Immortal Nephi wrote:
Tens of member functions or
hundreds of member functions modify data members.
I'd say that if you have tens or even hundreds of accessor functions,
your class design is flawed.
The general principle of class design is that its public interface
should *abstract* away the actual internal implementation of the class.
In other words, in an optimal case, one should not be able to deduce
from the public interface alone what kind of member variables the class has.
Explicit variable getter and setter functions somewhat break this
principle, as they expose the internal structure of the class. Of course
it's better than having the member variable in the public interface
directly, but it's still often a sign of flawed design.

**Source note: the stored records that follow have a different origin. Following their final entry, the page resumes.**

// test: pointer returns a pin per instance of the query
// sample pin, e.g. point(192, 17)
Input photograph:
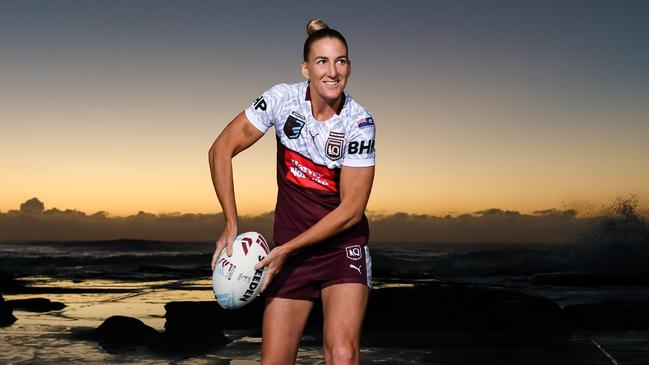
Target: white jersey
point(310, 155)
point(347, 138)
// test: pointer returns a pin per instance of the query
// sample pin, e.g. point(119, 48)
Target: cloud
point(490, 225)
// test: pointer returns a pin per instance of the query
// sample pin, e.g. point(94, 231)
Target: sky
point(522, 105)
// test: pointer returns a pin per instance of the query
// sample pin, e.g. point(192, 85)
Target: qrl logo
point(362, 147)
point(354, 252)
point(334, 146)
point(260, 103)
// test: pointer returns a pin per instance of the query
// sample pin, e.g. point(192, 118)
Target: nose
point(332, 71)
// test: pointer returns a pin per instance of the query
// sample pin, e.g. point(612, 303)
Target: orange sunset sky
point(517, 105)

This isn't a hard rule, of course. There are some situations where
explicit getters and setters are justifiable. However, it's a good
generic principle. Also, in general, the more explicit getters and
setters you have in a class, the more it is a sign of bad design.
As an example, consider the size() member function of the STL data
containers. Is it a getter function? In fact, it isn't: It's simply a
function to query the data container for the amount of elements stored.
It *might* be a direct getter for a member variable, but it might very
well not be (eg. many std::vector implementations don't have any
explicit size member variable, and instead size() returns the difference
between end() and begin()).
When you want information out of a class, the functions to query for
that information should be at a slightly higher abstraction level than
"return me the value of this member variable of yours".